"J'admets que le Camp est terriblement difficile à définir. Il faut le méditer et le ressentir intuitivement, comme le Tao de Lao-Tseu. Quand vous y serez parvenu, vous aurez envie d'employer ce mot chaque fois que vous discuterez d'esthétique ou de philosophie, ou de presque tout. Je n'arrive pas à comprendre comment les critiques réussissent à s'en passer."


Christopher ISHERWOOD, The World in the Evening

"Le Camp, c'est la pose effrénée, l'affectation érigée en système, la dérision par l'outrance, l'exhibitionnisme exacerbé, la primauté du second degré, la sublimation par le grotesque, le kitsch dépassant le domaine esthétique pour intégrer la sphère comportementale."

Peter FRENCH, Beauty is the Beast



vendredi 31 octobre 2014

ORGIE MACABRE (Orgy of the dead, 1966)

Spécial Halloween/ La musique adoucit les mœurs # 11

Par Valentine Deluxe


Aujourd’hui, pas de blablas, pas de phrase inutile, tarabiscotée, longue comme un film de Chantal Ackerman écrit par Marguerite Duras -- remarquez, l'inverse serait encore plus effroyable, et surtout... beaucoup plus long !!!
Aujourd’hui je la boucle ; aujourd’hui, je me tais! (... ou peu s'en faut...)
Ça n'est pas que je vous fasse la gueule, que je sois aphone (et à flore), en grève, ou en panne d'encrier... non !
C'est juste que ce que la merveille je dois vous présenter aujourd’hui - Halloween oblige ! - se suffit à elle même.
Je dirai même plus : il n'y a pas de mot assez fort pour la décrire!


Déjà, un film qui s'annonce fièrement en "gorgeous Astra-vision" et "shocking sexy-color", moi je dis: 
Total respect!

Pour son exploitation  française (car ce film fut bel et bien distribué en salle, autre exploit !), l'intrigue, aussi brumeuse que l'unique et minable cimetière qui sert de décor au métrage, était sommairement  résumée par cet encart aguicheur :

"Les rites surnaturels de belles créatures condamnées pour leur immoralité et leurs péchés sur terre !"

Waowwww! 
(ça c'est pas sur les affiches, c'est moi )

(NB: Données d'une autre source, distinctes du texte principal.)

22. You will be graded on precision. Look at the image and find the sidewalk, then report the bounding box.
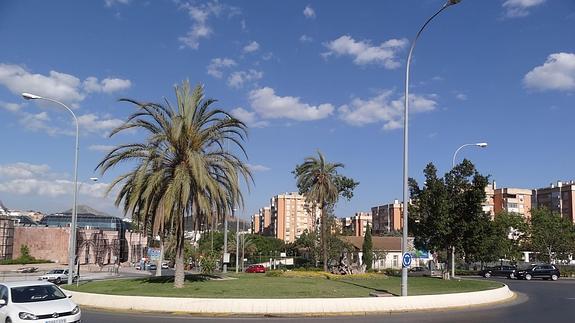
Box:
[67,286,515,315]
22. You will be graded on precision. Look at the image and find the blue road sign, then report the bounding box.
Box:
[402,252,411,267]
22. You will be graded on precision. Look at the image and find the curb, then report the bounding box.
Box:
[67,285,515,315]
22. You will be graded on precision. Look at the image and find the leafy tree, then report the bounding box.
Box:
[97,81,251,288]
[361,224,373,270]
[409,159,488,278]
[293,151,359,271]
[531,208,575,262]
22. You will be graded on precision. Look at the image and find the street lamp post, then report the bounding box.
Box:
[22,93,80,285]
[232,209,240,273]
[451,142,487,277]
[401,0,461,296]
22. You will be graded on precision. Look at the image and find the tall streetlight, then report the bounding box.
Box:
[451,142,487,277]
[401,0,461,296]
[236,209,240,273]
[22,93,80,285]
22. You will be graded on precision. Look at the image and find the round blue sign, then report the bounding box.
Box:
[402,252,411,267]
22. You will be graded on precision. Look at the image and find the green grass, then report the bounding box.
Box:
[65,274,502,298]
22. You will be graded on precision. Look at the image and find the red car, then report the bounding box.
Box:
[246,265,266,273]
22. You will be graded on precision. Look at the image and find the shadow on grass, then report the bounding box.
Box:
[141,274,222,284]
[338,280,399,296]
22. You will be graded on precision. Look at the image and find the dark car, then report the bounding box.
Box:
[516,264,561,280]
[407,266,431,277]
[479,265,517,278]
[246,265,266,273]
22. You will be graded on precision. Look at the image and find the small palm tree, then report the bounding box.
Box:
[294,151,346,271]
[97,81,252,288]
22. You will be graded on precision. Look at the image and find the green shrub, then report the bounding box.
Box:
[201,251,220,275]
[455,269,479,276]
[383,268,401,277]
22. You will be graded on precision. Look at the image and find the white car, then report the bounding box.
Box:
[0,281,82,323]
[38,269,77,284]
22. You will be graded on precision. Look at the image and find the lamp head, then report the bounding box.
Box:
[22,92,42,100]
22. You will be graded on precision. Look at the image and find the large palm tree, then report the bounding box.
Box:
[97,81,252,288]
[294,151,344,271]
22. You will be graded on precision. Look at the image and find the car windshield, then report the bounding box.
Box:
[11,285,66,303]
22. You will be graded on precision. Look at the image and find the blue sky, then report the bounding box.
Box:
[0,0,575,218]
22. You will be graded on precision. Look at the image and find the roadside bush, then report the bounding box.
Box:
[383,268,401,277]
[455,269,479,276]
[201,251,220,275]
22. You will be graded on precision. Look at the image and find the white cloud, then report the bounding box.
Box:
[299,35,313,43]
[0,178,109,198]
[19,111,63,136]
[230,108,269,128]
[228,70,264,89]
[249,87,334,121]
[178,1,240,49]
[455,93,467,101]
[0,162,50,178]
[88,145,116,153]
[322,35,408,69]
[303,5,315,19]
[523,53,575,91]
[0,101,22,112]
[503,0,546,18]
[0,64,85,104]
[78,113,124,135]
[104,0,130,7]
[338,91,437,130]
[82,76,132,93]
[208,57,236,78]
[248,164,271,172]
[0,64,132,107]
[243,41,260,53]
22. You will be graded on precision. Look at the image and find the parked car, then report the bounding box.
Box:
[38,269,78,284]
[0,281,82,323]
[246,265,266,273]
[479,265,517,278]
[16,267,38,273]
[516,264,561,280]
[407,266,431,277]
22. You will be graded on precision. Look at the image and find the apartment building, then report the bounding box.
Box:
[371,200,403,234]
[338,212,373,237]
[270,192,320,243]
[493,188,531,219]
[482,181,497,220]
[531,181,575,223]
[252,213,261,234]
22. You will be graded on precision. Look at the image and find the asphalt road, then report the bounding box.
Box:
[82,279,575,323]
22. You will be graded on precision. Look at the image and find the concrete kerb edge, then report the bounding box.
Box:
[67,285,515,315]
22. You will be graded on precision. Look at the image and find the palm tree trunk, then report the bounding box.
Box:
[174,212,185,288]
[320,205,327,272]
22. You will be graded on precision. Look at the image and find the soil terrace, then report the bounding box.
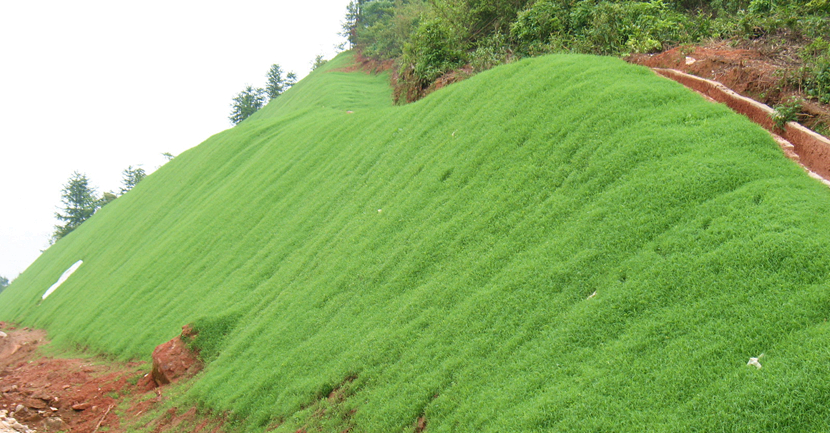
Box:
[0,322,222,433]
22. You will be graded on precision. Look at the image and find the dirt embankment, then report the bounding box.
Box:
[0,322,222,433]
[627,41,830,185]
[626,39,830,129]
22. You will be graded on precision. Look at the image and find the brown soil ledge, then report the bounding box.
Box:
[0,322,224,433]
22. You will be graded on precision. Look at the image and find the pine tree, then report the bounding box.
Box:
[265,64,297,99]
[52,171,99,242]
[228,86,266,125]
[121,165,147,195]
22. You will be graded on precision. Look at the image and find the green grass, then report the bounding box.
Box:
[0,50,830,432]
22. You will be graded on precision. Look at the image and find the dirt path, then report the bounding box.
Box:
[0,322,222,433]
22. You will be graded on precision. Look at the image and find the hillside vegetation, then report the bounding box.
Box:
[0,53,830,432]
[344,0,830,104]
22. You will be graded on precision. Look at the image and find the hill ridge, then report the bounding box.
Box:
[0,54,830,431]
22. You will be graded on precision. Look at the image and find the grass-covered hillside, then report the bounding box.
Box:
[0,54,830,432]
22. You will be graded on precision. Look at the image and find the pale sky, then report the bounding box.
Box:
[0,0,349,280]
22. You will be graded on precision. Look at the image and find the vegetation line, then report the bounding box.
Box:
[653,68,830,186]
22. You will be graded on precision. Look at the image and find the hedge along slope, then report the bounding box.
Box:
[0,55,830,432]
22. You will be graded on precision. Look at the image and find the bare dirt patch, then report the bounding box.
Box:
[0,322,223,433]
[626,37,830,133]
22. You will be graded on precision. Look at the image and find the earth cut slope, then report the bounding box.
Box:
[0,53,830,432]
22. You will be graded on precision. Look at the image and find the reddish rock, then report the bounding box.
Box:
[152,326,202,385]
[72,403,92,411]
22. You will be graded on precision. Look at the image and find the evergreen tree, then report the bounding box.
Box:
[265,64,297,99]
[228,86,266,125]
[311,54,328,71]
[52,171,99,242]
[98,191,118,208]
[121,165,147,195]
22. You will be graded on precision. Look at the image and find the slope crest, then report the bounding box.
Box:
[0,55,830,432]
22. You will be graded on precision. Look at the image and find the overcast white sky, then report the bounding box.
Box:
[0,0,349,280]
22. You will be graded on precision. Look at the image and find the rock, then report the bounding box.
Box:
[23,398,47,409]
[151,325,202,385]
[43,416,66,431]
[72,403,92,411]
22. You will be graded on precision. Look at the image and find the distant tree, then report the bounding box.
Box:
[228,86,266,125]
[311,54,328,71]
[98,191,118,208]
[52,171,100,242]
[265,64,297,99]
[121,165,147,195]
[283,72,297,88]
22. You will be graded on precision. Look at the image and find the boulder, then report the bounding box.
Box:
[151,325,202,386]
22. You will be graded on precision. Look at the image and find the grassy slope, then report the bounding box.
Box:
[0,55,830,432]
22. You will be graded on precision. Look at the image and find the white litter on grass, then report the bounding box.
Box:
[746,353,764,370]
[40,260,84,300]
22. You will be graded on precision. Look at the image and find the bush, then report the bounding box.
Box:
[396,19,467,102]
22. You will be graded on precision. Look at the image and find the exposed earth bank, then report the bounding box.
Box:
[0,322,223,433]
[626,39,830,134]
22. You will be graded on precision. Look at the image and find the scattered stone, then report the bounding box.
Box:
[746,353,764,370]
[72,403,92,411]
[44,416,66,430]
[151,326,202,385]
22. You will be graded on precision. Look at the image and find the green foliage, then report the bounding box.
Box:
[228,86,268,125]
[344,0,830,98]
[771,98,802,129]
[398,19,466,101]
[355,0,427,60]
[801,37,830,104]
[264,64,297,99]
[184,312,241,363]
[121,165,147,195]
[98,191,118,207]
[311,54,328,71]
[0,53,830,433]
[52,171,99,242]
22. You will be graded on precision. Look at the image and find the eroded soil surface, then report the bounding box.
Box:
[0,322,222,433]
[626,38,830,134]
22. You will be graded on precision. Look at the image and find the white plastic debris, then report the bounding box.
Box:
[746,353,764,370]
[40,260,84,300]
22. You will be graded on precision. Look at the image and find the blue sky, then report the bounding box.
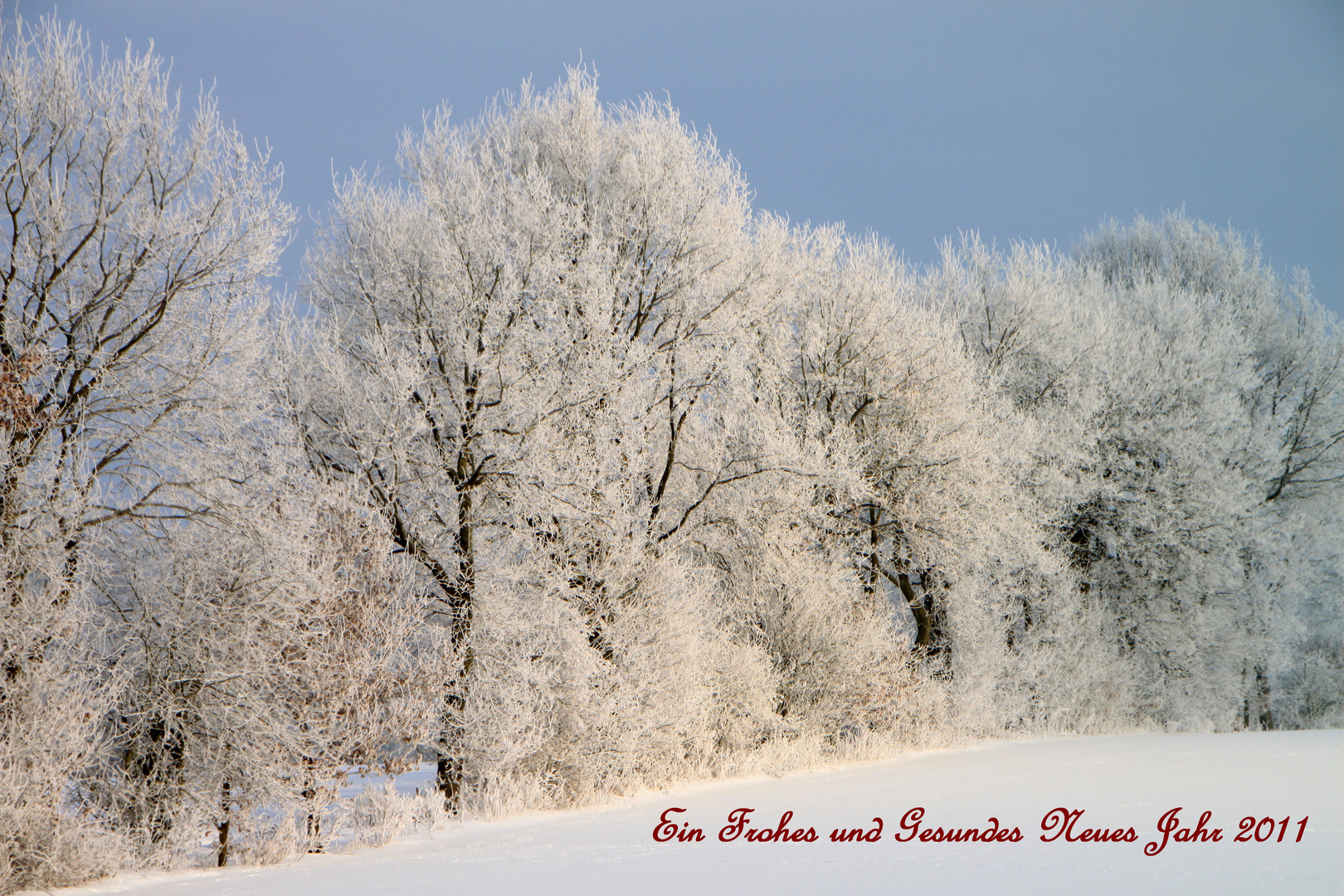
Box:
[49,0,1344,316]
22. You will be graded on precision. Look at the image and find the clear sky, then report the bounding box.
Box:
[41,0,1344,317]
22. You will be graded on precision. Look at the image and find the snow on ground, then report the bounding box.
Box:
[37,731,1344,896]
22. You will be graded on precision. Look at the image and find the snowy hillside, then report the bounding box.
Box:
[37,731,1344,896]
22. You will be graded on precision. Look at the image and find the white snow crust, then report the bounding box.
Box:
[32,731,1344,896]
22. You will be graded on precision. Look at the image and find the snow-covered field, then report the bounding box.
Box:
[37,731,1344,896]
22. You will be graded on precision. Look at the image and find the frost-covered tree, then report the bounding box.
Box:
[945,217,1340,728]
[0,12,289,885]
[295,71,796,796]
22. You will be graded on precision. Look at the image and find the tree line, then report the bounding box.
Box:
[0,19,1344,892]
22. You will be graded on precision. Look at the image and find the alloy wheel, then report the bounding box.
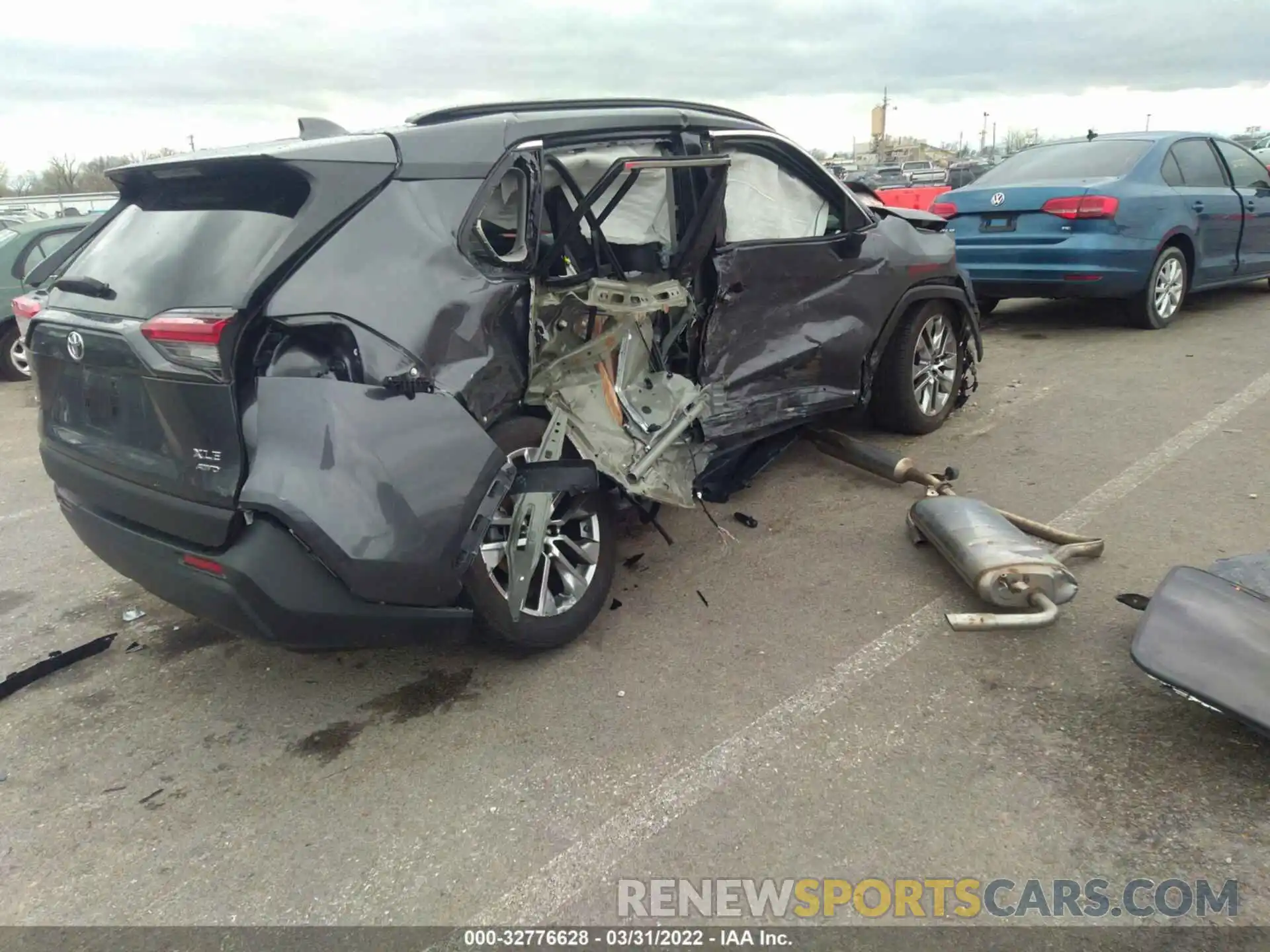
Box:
[9,338,30,377]
[1152,258,1186,321]
[480,447,599,618]
[913,313,958,416]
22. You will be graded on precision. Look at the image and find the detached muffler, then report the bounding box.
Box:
[813,430,1103,631]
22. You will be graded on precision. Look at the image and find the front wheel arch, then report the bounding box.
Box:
[861,284,983,403]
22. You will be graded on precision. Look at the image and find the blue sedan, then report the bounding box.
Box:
[931,132,1270,329]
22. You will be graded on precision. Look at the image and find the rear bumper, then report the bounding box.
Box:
[954,232,1157,297]
[56,486,471,650]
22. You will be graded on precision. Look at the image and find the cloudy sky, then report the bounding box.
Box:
[0,0,1270,173]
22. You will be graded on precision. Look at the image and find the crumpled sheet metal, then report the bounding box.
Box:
[529,279,710,506]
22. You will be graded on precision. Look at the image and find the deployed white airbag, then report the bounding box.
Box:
[726,151,829,244]
[542,145,672,247]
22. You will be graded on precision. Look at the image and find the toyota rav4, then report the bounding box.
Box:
[26,100,980,649]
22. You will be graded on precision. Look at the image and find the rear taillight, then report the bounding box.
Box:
[181,553,225,575]
[13,294,42,321]
[141,307,235,376]
[1040,196,1120,218]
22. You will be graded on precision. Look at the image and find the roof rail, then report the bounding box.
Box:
[300,116,348,139]
[406,99,771,130]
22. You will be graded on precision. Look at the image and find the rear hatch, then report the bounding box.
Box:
[29,139,395,547]
[931,138,1152,253]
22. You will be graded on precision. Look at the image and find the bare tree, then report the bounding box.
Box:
[11,171,40,196]
[42,155,83,194]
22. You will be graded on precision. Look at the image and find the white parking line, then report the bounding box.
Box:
[476,373,1270,926]
[0,502,57,526]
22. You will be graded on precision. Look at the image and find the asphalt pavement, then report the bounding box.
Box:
[0,283,1270,924]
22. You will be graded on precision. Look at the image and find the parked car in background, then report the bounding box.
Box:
[931,132,1270,329]
[1252,136,1270,167]
[0,218,87,381]
[28,100,982,649]
[946,159,992,188]
[864,165,908,189]
[900,161,947,185]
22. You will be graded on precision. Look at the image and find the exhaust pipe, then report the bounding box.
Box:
[812,430,1103,631]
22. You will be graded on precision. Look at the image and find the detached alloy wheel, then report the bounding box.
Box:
[874,301,961,434]
[1128,246,1187,330]
[465,416,617,649]
[0,321,30,379]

Elle a un regard d'un pétillant, la "belle créature condamnée", 
c'est un vrai bonheur !

Ce que l'affiche ne mentionne pas, c'est que les joyeuses gaudrioles macabres que l'on nous promet se déroulent devant un pubis... heu! pardon, un public (c'est l'effet du sexy-color, ça !!!)  aussi restreint que bigarré!
A savoir :
  1. Un couple de jeunes mariés, dont la voiture - comme il se doit - vient de  tomber en panne dans les environs. 
  2. Une Morticia Addams de Prisunic (Fawn Silver) et un Dracula des plus maniérés (Criswell, le mage de l'écurie Ed Wood).
  3. Un loup-garou pelucheux et une momie anémique, improbables sidekicks commentant à tour de rôle,  de façon spirituelle (oui, enfin...) et avec une régularité de coucou suisse, l'improbable et sulfureux spectacle.
 Criswell, c'est madame Soleil
 ... en moins viril.
    Mais en quoi  consistent donc ces fameux rites surnaturels de belles créatures condamnées pour leur immoralité ?
    Eh bien, allons voir ça tout de suite avec mademoiselle Castagnettes qui nous présente sa fameuse danse spécial Toussaint, ou comme on dit dans la langue de Cervantès, El  dia del muertos ;  "a celebration in her contry" nous assure la pseudo Vampira, qui n'arrive pas à décider si la charmante donzelle est espagnole ou mexicaine.
     ... mais on ne va pas faire des mouches à 4 queues pour si peu!


                 

    Bon,  le vieux est content en tout cas, c'est déjà ça!
    Alors vous vous demanderez peut être : "Mais à part ça, qu'est ce qui se passe ?"
    Ben rien ! Les numéros de strip-tease - tous plus gratinés les uns que les autres - s'enchaînent inlassablement, avec juste un costume et un "gimmick" différents à chaque fois, comme dans un cabaret pour VRP belges  du Pigalle de la grande époque, et quand après 90 (loooooongues) minutes le soleil se lève enfin sur cette nuit d'horreur, non seulement vos zygomatiques endoloris sont au bord de la crise de tétanie, mais Criswell et ses comparses se sont transformés en squelettes, ne laissant que notre brave couple de jouvenceaux témoin de cette nuit de Walpurgis au concert Mayol
    Vous ne me croyez pas?... Vous ne me croyez pas ?!?
    Eh ben tiens, pour les plus téméraires et résistants d'entre vous, vous pourrez vérifier, je vous refile l'intégrale !!!
    Non, ne me remerciez pas, puisque je vous dis que ça me fait plaisir (... et éteignez bien tout en partant).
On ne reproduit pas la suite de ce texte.